A car traveling at 13.6 meters per second crashes into a barrier and stops in 0.321 meters. What force must be exerted on a child of mass 21.2 kilograms to stop him or her in the same time as the car? Answer must be in 3 significant digits.

Answer 1

Given data:

* The velocity of the car is 13.6 m/s.

* The distance traveled by the car before coming to rest is 0.321 m.

* The mass of the child is 21.2 kg.

* The final velocity of the car is 0 m/s.

Solution:

By the kinematics equation, the velocity of the car in terms of the acceleration and the distance traveled is,

`v^2-u^2=2aS`

where v is the final velocity, u is the initial velocity, S is the distance tarveled, and a is the acceleration,

Substituting the known values,

`\begin{gathered} 0-(13.6)^2=2* a*0.321 \\ -184.96=0.642* a \\ a=(-184.96)/(0.642) \\ a=-288.1ms^(-2) \end{gathered}`

Here, the negative sign is representing the decrease in the value of velocity with time.

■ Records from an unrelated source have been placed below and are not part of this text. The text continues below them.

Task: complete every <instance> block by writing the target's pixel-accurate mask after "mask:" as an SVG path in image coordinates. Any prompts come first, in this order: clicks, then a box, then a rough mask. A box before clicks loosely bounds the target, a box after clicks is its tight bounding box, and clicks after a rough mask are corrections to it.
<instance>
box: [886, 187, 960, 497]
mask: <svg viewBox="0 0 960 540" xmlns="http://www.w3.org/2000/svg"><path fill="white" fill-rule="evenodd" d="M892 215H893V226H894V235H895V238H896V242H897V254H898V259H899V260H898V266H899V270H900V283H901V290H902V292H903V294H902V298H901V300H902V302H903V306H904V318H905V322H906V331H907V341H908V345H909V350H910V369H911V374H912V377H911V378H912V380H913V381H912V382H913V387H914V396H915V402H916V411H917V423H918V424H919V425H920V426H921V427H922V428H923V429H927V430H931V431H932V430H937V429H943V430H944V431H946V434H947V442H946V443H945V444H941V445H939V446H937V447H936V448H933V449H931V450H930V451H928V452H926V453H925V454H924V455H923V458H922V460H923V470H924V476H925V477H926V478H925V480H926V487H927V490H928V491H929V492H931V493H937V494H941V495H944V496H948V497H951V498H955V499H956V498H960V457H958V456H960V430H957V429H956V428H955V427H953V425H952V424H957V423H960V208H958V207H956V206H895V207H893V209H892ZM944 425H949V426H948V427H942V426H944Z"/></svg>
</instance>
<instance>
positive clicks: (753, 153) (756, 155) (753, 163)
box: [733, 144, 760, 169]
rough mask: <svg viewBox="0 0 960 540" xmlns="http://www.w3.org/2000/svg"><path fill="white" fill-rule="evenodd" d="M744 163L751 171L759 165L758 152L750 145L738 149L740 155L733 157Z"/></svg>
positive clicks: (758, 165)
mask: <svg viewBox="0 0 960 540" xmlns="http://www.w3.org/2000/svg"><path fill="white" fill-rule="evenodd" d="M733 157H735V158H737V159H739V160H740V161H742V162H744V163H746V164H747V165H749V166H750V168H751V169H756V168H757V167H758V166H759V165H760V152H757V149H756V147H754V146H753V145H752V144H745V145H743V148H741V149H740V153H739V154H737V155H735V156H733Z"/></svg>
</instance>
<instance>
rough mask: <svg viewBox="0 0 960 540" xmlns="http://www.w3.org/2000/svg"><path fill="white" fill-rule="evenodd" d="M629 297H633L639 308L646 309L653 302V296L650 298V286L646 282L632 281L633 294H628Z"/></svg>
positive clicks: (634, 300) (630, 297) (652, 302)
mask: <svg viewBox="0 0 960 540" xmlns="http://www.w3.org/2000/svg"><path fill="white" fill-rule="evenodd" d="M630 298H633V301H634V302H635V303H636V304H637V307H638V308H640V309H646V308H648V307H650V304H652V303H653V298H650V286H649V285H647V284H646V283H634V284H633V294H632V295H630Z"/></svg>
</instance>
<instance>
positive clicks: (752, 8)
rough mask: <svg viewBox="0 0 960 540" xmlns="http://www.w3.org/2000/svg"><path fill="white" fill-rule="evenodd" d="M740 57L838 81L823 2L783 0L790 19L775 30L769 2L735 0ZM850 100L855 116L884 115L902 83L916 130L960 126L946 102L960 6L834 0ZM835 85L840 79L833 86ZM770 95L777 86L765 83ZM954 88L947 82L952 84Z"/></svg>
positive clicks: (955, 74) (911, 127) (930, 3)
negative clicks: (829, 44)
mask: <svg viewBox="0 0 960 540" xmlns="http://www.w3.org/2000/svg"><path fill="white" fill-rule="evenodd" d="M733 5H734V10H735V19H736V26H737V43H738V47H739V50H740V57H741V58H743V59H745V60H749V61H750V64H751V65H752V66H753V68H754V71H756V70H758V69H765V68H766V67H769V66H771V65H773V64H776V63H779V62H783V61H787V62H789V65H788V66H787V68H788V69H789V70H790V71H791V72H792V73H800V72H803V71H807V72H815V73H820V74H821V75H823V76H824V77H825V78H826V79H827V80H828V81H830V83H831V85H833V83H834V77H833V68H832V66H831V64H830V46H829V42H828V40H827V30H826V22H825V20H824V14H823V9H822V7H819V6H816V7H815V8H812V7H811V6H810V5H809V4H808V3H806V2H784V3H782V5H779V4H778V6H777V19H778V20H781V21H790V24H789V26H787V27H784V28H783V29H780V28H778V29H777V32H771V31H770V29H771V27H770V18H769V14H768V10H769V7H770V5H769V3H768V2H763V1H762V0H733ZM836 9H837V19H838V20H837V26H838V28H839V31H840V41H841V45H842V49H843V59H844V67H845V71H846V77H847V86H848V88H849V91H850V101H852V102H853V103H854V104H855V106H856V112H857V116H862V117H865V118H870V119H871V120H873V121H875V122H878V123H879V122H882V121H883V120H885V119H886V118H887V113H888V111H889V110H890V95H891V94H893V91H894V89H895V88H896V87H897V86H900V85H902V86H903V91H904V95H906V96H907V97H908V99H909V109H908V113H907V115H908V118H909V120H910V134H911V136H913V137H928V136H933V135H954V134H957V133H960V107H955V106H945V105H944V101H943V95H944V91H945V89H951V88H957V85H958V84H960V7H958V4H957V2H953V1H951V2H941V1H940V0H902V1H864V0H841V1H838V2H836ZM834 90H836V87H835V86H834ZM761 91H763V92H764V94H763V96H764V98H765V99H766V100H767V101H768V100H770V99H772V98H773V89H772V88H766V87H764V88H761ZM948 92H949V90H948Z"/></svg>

By the Newton's second law, the force acting on the child in terms of the mass and acceleration is,

`F=ma`

where m is the mass of the child,

Substituting the known values,

`\begin{gathered} F=21.2*(-288.1) \\ F=-6107.72\text{ } \\ F\approx-6110\text{ N} \end{gathered}`

Thus, the magnitude of force acting on the child in three significant figures is 6110 N.